Daily consumption of caffeine sooner or later leads to exhaustion of the nervous system and a decrease in mental and physical performance. Even very healthy people are not recommended to drink caffeinated beverages more than 2 times a week. Caffeine is a strong stimulant of gastric secretion: it increases the secretion of all digestive glands and the density of gastric juice, which contributes to the development of gastritis and worsens peptic ulcer disease. Caffeine and other alkaloids of coffee sharply accelerate the movement of food through the gastrointestinal tract – as a result the food does not have time to fully digest. Processes of putrefaction and fermentation in the intestine arise. For this reason you should not wash down your food with tea or coffee. If you do drink caffeine-containing drinks, it should be taken on an empty stomach at least 1 hour before the meal, as it is the custom in many countries.

Additional Information

Caffeine is an alkaloid contained in tea leaves (about 2%), coffee seeds (1-2%), cocoa seeds, kola nuts; it can also be obtained synthetically. By structure and pharmacological properties caffeine is close to theobromine and theophylline; all three named alkaloids belong to the group of methylxanthines, but of them caffeine has the strongest stimulating effect on the CNS. Theophylline has a lesser effect, theobromine even lesser; theophylline stimulates cardiac activity and diuresis more strongly, theobromine action is less pronounced, caffeine even less. Because of these differences in potency, caffeine is used primarily as a CNS stimulant.

Caffeine increases and regulates excitation processes in the cerebral cortex; in appropriate doses it increases positive conditioned reflexes and increases motor activity. Its stimulating effect increases mental and physical performance, reduces fatigue and sleepiness. Large doses can, however, lead to exhaustion of nerve cells. The action of caffeine (as well as other psychostimulants) to a large extent depends on the type of higher nervous activity; therefore dosage of caffeine should be made taking into account individual characteristics of nervous activity.

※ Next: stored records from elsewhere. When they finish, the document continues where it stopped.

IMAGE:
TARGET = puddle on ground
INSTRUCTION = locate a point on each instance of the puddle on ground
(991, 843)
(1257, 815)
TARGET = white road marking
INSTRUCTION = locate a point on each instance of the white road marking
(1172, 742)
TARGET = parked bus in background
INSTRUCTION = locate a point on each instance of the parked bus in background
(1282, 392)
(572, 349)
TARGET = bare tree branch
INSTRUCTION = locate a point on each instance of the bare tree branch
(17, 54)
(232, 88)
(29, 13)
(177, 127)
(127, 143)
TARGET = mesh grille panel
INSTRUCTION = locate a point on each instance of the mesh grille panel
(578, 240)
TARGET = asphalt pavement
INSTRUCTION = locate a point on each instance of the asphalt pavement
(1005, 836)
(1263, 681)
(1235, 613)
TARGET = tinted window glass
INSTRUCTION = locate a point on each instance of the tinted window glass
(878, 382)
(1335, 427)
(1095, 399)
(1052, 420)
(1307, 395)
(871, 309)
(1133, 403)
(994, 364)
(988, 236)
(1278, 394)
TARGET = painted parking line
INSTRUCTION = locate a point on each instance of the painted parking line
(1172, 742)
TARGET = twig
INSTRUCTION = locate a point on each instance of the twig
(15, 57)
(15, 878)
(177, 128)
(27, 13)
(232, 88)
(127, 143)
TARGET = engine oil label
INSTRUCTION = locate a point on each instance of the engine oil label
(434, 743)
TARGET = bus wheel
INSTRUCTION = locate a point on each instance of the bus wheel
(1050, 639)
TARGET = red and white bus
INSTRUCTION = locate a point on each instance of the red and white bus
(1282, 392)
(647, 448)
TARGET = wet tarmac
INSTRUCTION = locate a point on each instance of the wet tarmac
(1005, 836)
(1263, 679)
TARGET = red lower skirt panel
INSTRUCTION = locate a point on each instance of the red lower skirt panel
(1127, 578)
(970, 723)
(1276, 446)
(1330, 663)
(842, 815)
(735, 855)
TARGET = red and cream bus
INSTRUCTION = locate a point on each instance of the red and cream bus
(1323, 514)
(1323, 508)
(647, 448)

Caffeine weakens the effect of sleeping pills and narcotics, increases reflex excitability of the spinal cord, excites respiratory and vasomotor centers.

In the neurochemical mechanism of the stimulating effect of caffeine, its ability to bind to the specific (purine or adenosine) receptors of the brain, the endogenous ligand for which is the purine nucleoside adenosine, plays an important role. The structural similarity of caffeine and adenosine molecules contributes to this. Since adenosine is seen as a factor that reduces excitation in the brain, its replacement with caffeine leads to a stimulating effect. When caffeine is used for a long time, new acenosine receptors may form in brain cells, resulting in a gradual reduction of caffeine action. At the same time, when caffeine administration is suddenly stopped, adenosine binds all available receptors, which can lead to increased inhibition with the phenomena of fatigue, drowsiness, depression, etc.

The Belgian research laboratory “Nestec” has developed a new prolonged-acting caffeine drug. The prolonged action product provides a significant increase in the period of caffeine stimulation, while maintaining the caffeine concentration in the body, which does not cause adverse reactions. Studies indicate that taking 300 mg of the new formulation allows 24-48 hours without sleep. There is no significant accumulation of caffeine in tissues of the body, and the possibility of pathological effects of this drug on the cardiovascular system is excluded.